Retinol-based products can be very irritating to the skin. People who have been using a retinol-type product for years might be accustomed to it and may continue using it. If you’ve never used a retinol product, this wouldn’t be the time to start. Another thing you may want to tailor is the type of sunscreen you use. It is always important to protect the skin from ultraviolet rays, even in the colder months. But it’s better to use mineral sunscreens, which are less likely to cause breakouts, such as those that are zinc oxide-based as opposed to chemical sunscreens.
Can facial hair contribute to maskne?
For facial hair, the most important thing to consider is the fit of the mask. For example, long beards can impact the fit of the mask. If you have a lot of facial hair, it may make you more likely to sweat, which can lead to maskne. However, if you’re shaving often and getting a close shave, that can also irritate the skin and make you more prone to acne. So, it’s important to strike a balance as to not irritate your skin but also make sure that the mask fits and isn’t causing too much sweating.
I still recommend washing the face twice daily and using a moisturizer. You may want to consider using shampoo to wash your beard too.
What kinds of mask fabrics should you consider?
It’s best to use a more breathable fabric to prevent breakouts. Good examples are 100% cotton or silk, since they are less likely to rub against the skin. Make sure that any mask you use has at least two layers, giving you better protection against the coronavirus.
What are some best practices for mask care?
If you’re using a disposable mask, I would recommend using a new one every day. If you’re using a cotton mask, it’s best to wash the mask or use a new mask every day. If you’re the type of person who sweats a lot, you may want to change your mask twice a day. With sweating, more humidity and moisture become trapped under the mask, which is more likely to cause maskne.
How can you tell if you have maskne?
It’s important to know that not every rash that develops under the mask is acne. I am seeing a lot of cases of contact dermatitis too, which is a type of skin allergy, and that’s treated very differently. An example of allergic contact dermatitis is poison ivy, which causes linear rashes. Elastic and nickel can cause reactions in some people as well.

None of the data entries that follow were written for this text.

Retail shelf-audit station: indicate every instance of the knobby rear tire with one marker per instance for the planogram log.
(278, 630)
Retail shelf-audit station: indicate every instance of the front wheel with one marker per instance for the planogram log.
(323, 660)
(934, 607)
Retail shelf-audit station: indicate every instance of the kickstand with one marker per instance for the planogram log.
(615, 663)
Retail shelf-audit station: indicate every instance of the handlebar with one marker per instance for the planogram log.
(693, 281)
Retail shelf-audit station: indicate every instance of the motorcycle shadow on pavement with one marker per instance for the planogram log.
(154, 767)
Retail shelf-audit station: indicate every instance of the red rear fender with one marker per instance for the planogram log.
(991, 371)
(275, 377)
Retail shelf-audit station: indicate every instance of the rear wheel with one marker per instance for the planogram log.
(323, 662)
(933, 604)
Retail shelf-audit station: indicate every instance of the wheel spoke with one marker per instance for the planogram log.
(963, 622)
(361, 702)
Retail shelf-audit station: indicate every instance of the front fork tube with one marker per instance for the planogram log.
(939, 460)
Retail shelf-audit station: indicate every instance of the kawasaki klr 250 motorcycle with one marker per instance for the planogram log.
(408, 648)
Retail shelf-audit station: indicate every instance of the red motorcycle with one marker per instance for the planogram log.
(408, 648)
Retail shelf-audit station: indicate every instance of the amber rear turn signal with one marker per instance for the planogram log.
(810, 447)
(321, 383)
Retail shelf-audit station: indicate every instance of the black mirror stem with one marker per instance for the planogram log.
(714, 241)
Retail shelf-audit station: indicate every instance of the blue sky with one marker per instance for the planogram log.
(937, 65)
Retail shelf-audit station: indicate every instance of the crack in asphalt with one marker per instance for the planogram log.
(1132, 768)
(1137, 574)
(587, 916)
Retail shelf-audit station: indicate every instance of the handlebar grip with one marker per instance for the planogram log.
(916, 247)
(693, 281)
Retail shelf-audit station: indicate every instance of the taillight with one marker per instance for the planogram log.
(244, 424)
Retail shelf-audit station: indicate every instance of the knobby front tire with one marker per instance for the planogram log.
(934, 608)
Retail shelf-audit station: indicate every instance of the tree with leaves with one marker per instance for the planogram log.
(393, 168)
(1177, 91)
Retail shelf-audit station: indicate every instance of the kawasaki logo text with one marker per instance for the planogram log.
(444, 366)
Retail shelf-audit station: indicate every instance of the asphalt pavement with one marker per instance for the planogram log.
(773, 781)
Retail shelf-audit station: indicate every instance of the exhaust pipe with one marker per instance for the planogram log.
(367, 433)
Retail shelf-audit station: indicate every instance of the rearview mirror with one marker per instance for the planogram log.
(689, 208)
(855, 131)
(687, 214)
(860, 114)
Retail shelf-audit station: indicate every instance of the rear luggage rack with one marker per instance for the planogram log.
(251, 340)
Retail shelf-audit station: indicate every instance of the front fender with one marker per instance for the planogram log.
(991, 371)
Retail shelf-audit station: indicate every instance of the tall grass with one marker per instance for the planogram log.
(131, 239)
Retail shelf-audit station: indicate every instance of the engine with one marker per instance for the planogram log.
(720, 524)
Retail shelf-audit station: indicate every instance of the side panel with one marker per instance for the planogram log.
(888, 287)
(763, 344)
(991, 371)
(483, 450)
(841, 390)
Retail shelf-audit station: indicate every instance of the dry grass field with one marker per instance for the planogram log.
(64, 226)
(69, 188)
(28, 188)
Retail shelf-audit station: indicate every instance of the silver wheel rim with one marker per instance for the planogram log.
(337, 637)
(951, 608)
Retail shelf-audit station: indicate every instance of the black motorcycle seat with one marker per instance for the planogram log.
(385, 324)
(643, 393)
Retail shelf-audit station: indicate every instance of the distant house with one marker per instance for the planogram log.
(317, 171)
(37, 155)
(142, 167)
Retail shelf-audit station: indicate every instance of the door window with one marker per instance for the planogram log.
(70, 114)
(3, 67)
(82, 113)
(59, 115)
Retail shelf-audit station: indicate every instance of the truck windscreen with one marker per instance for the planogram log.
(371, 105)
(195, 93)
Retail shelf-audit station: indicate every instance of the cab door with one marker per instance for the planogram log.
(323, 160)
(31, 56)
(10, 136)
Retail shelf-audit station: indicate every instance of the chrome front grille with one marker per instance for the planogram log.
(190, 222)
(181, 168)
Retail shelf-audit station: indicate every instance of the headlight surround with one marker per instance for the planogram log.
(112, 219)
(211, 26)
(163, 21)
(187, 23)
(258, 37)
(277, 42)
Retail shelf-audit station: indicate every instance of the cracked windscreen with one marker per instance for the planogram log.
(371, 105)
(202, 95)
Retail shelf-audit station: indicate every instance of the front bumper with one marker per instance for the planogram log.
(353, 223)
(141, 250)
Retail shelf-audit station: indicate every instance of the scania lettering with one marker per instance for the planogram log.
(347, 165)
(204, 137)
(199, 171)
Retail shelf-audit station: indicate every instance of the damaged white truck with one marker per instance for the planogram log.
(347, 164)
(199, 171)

Features common with acne are little red bumps (papules) or comedones, which are blackheads and whiteheads. Sometimes you can also see little pus bumps called pustules. With contact dermatitis there can also be fluid-filled bumps (vesicles). Dermatitis tends to be very itchy. Acne is less likely to be itchy.
How can you treat maskne?
There are some easy over-the-counter solutions. One is benzoyl peroxide, which comes in different percentages. I would stick with a lower percentage, such as 2% or 5%. You can also use salicylic acid, which comes in cleanser form as well. But if your acne is not improving within a week or two of over-the-counter treatment, see a board-certified dermatologist, because you may not have acne. Most importantly, if acne is not treated the right way, it can cause permanent scarring.
Shari Lipner, M.D., Ph.D., is a board-certified dermatologist at NewYork-Presbyterian/Weill Cornell Medical Center and an associate professor of clinical dermatology at Weill Cornell Medicine. She treats patients with skin, hair and nail conditions, as well as, skin cancers, and cosmetic concerns. She has authored more than 170 manuscripts and book chapters on skin and nail diseases and cosmetics, lectures nationwide, and is frequently called upon by the media for her expert opinion.